Pourtant, un droit légal n’est pas le seul gain qui peut être réalisé pour les organisations environnementales. Après six ans de litige, les KlimaSeniorinnen sont passés d’un club en grève de cent cinquante grands-mères concernées à une organisation environnementale sérieuse qui compte maintenant plus de deux mille membres. Leurs profits et pertes, ainsi que ceux des clubs climatiques Urgenda et Milieudefensie, se répercutent également dans d’autres parties du monde. Selon la London School of Economics, 88 affaires climatiques ont jusqu’à présent été intentées contre des gouvernements du « Sud global ».
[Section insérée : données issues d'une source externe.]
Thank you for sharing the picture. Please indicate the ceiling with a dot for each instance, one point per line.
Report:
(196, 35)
Ce serait la première fois que la Cour internationale de justice, comme la Cour européenne des droits de l’homme dans l’affaire des KlimaSeniorinnen, se prononce sur le changement climatique

Par exemple, un guide de montagne péruvien a poursuivi la société énergétique allemande RWE à cause d’un glacier en décomposition qui menace son village de montagne. Les juges allemands se sont rendus dans le village et ont promis que RWE serait tenu responsable s’il pouvait être prouvé que le glacier s’effondre en raison du changement climatique et que le village est menacé en conséquence. Les experts disent que l’affaire a de bonnes chances d’aboutir.

La nation insulaire de Vanuatu, qui s’enfonce dans l’océan Pacifique en raison de la montée du niveau de la mer, a réussi mercredi à amener les Nations Unies à demander à la Cour internationale de Justice d’enquêter sur les responsabilités des États membres pour réduire leur propre CO2 réduire.

Ce serait la première fois que la Cour internationale de justice, tout comme la Cour européenne des droits de l’homme dans l’affaire des KlimaSeniorinnen, se prononcerait sur le changement climatique. Ce ne sera probablement pas la dernière fois.